We are seeing this error as well at my workplace. Both sides are using 2.6.5. We are invoking rsync with the following command line. /usr/bin/rsync -e ssh --rsync-path=/usr/bin/rsync -av --recursive --timeout=0 user@host:/path/to/data /path/to/save The error is occuring on hosts where the server side is under high load from the application that is running on that host. We are not running an rsync daemon on the server side. The latest error is: Read from remote host hostname: Connection reset by peer rsync: connection unexpectedly closed (51838271 bytes received so far) [receiver] rsync error: error in rsync protocol data stream (code 12) at io.c(434) rsync: connection unexpectedly closed (34295 bytes received so far) [generator] rsync error: error in rsync protocol data stream (code 12) at io.c(434)
> Would it be wise to include sane defaults for both client and server/daemon Rsync has always had sane defaults for both client and server/daemon: no timeouts are enabled by default, which means that the connection will continue as long as both sides are present. If you set a timeout in the rsyncd.conf file, I'd recommend that you set it to be quite long -- maybe something like an hour -- just so that it cleans up malicious/buggy connections, but does not interfere with slow transfers.
> The latest error is: > Read from remote host hostname: Connection reset by peer All this tells you is that the connection closed. See the issues/debugging webpage for ways to diagnose what is happening to make the remote end of the connection go away (assuming that it is not a network issue).

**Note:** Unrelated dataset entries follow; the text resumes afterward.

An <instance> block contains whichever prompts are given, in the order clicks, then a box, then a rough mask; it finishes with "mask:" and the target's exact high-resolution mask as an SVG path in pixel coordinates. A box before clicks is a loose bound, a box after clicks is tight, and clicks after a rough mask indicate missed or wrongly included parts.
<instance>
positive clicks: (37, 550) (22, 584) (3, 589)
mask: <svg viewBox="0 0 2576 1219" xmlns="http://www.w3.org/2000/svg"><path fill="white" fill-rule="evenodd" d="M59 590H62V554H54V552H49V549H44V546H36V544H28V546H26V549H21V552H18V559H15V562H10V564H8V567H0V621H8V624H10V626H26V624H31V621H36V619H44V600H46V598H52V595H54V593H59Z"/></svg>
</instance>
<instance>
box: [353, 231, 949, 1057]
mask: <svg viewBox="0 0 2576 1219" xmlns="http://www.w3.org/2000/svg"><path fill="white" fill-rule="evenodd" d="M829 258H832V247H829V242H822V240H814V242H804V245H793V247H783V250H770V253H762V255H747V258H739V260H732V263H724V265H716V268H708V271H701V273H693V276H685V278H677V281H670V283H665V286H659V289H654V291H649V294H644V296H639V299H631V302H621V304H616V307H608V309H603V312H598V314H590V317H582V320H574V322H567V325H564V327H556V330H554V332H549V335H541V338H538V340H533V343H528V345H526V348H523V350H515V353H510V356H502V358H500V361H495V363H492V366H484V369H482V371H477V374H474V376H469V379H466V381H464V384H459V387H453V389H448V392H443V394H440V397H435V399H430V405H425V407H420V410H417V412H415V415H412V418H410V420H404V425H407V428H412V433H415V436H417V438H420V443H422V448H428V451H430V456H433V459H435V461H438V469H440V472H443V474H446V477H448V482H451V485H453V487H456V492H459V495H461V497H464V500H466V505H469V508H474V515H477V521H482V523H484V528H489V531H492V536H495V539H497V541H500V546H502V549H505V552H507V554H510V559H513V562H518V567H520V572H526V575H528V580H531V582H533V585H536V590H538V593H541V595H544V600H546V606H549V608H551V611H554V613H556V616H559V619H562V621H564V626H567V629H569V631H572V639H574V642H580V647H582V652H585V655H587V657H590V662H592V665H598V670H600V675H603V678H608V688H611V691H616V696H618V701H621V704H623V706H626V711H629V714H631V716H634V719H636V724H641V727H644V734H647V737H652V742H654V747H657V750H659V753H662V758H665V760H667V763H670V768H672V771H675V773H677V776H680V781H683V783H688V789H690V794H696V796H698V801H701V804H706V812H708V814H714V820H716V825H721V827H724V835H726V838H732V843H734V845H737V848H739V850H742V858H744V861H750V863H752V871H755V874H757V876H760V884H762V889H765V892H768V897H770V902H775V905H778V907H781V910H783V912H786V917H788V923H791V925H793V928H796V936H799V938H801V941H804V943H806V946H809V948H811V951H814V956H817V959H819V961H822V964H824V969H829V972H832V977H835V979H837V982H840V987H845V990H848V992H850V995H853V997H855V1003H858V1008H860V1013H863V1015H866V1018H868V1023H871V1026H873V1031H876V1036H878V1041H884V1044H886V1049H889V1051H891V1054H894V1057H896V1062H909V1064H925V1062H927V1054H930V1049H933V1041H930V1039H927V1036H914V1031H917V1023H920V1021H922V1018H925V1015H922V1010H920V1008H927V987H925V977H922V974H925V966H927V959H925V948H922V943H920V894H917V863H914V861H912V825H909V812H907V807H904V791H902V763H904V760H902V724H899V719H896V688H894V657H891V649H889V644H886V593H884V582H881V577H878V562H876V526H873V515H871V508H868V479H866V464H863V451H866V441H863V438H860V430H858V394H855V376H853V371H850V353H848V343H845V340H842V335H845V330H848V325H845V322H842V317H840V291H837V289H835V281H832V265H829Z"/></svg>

These bugs seem to be related (having similar error messages: connection unexpectedly closed, broken pipe, timeout). bug7757 with big file, rsync times out out when it should not; the sender is still responsive bug2783 Random high loads during syncs (server side) / client stream errors rsync: connection unexpectedly closed (2761332 bytes received so far) [generator] rsync error: error in rsync protocol data stream (code 12) at io.c(365) bug5478 rsync: writefd_unbuffered failed to write 4092 bytes [sender]: Broken pipe (32) rsync: writefd_unbuffered failed to write 4092 bytes [sender]: Broken pipe (32) io timeout after 30 seconds -- exiting rsync error: timeout in data send/receive (code 30) at io.c(239) [sender=3.0.2] bug5695 improve keep-alive code to handle long-running directory scans ./io.c:void maybe_send_keepalive(void) bug6175 write last transfer status when timeout or other error happens rsync: writefd_unbuffered failed to write 4 bytes [sender]: Broken pipe (32) rsync: connection unexpectedly closed (99113 bytes received so far) [sender] rsync error: unexplained error (code 255) at io.c(600) [sender=3.0.5] bug7195 timeout reached while sending checksums for very large files
I ran into a similar issue recently while transferring large files (>40GB). After a few tests, it seems - in my case at least - to be related to the delta-xfer algorithm. The bug does not happen anymore with the -W option. I don't know if this will resolve your issue, but you can also try looking into these options : --no-checksum --no-compress --blocking-io. These were not the source of my problems, but the functions they're related to might rise a network timeout. I hope it helps, anyways, good luck solving your issue.